When you call `aigenerate`, roughly the following happens: `render` -> `UserMessage`(s) -> `render` -> `OpenAI.create_chat` -> ... -> `AIMessage`.

We'll deep dive into an example in the end.

### Schemas

For your "message" to reach an AI model, it needs to be formatted and sent to the right place.

We leverage the multiple dispatch around the "schemas" to pick the right logic.
All schemas are subtypes of `AbstractPromptSchema` and there are many subtypes, eg, `OpenAISchema <: AbstractOpenAISchema <:AbstractPromptSchema`.

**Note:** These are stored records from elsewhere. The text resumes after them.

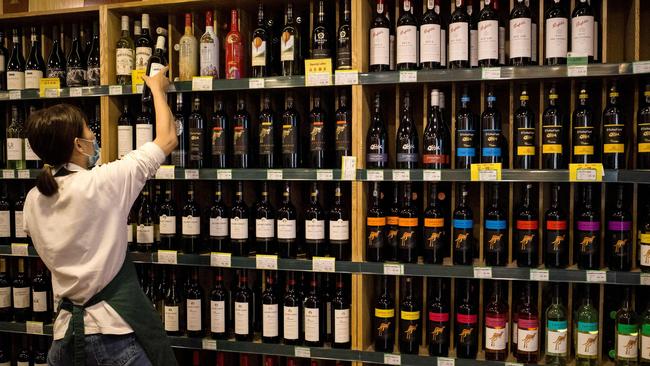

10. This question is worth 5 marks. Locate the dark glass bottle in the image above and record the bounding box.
[544,183,569,268]
[453,183,474,265]
[483,183,509,266]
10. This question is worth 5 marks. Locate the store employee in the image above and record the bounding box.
[24,69,178,366]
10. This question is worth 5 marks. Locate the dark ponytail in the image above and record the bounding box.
[26,104,87,197]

For example, if you provide `schema = OpenAISchema()`, the system knows that:
- it will have to format any user inputs to OpenAI's "message specification" (a vector of dictionaries, see their API documentation). Function `render(OpenAISchema(),...)` will take care of the rendering.
- it will have to send the message to OpenAI's API. We will use the amazing `OpenAI.jl` package to handle the communication.

### Prompts

Prompt is loosely the information you want to convey to the AI model. It can be a question, a statement, or a command. It can have instructions or some context, eg, previous conversation.

You need to remember that Large Language Models (LLMs) are **stateless**. They don't remember the previous conversation/request, so you need to provide the whole history/context every time (similar to how REST APIs work).

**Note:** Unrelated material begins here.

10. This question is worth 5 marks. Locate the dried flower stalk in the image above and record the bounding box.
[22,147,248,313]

Prompts that we send to the LLMs are effectively a sequence of messages (`<:AbstractMessage`).

### Messages

Messages are the basic unit of communication between the user and the AI model.

There are 5 main types of messages (`<:AbstractMessage`):

- `SystemMessage` - this contains information about the "system", eg, how it should behave, format its output, etc. (eg, `You're a world-class Julia programmer. You write brief and concise code.)
- `UserMessage` - the information "from the user", ie, your question/statement/task
- `UserMessageWithImages` - the same as `UserMessage`, but with images (URLs or Base64-encoded images)
- `AIMessage` - the response from the AI model, when the "output" is text
- `DataMessage` - the response from the AI model, when the "output" is data, eg, embeddings with `aiembed` or user-defined structs with `aiextract`

### Prompt Templates

We want to have re-usable "prompts", so we provide you with a system to retrieve pre-defined prompts with placeholders (eg, `{{name}}`) that you can replace with your inputs at the time of making the request.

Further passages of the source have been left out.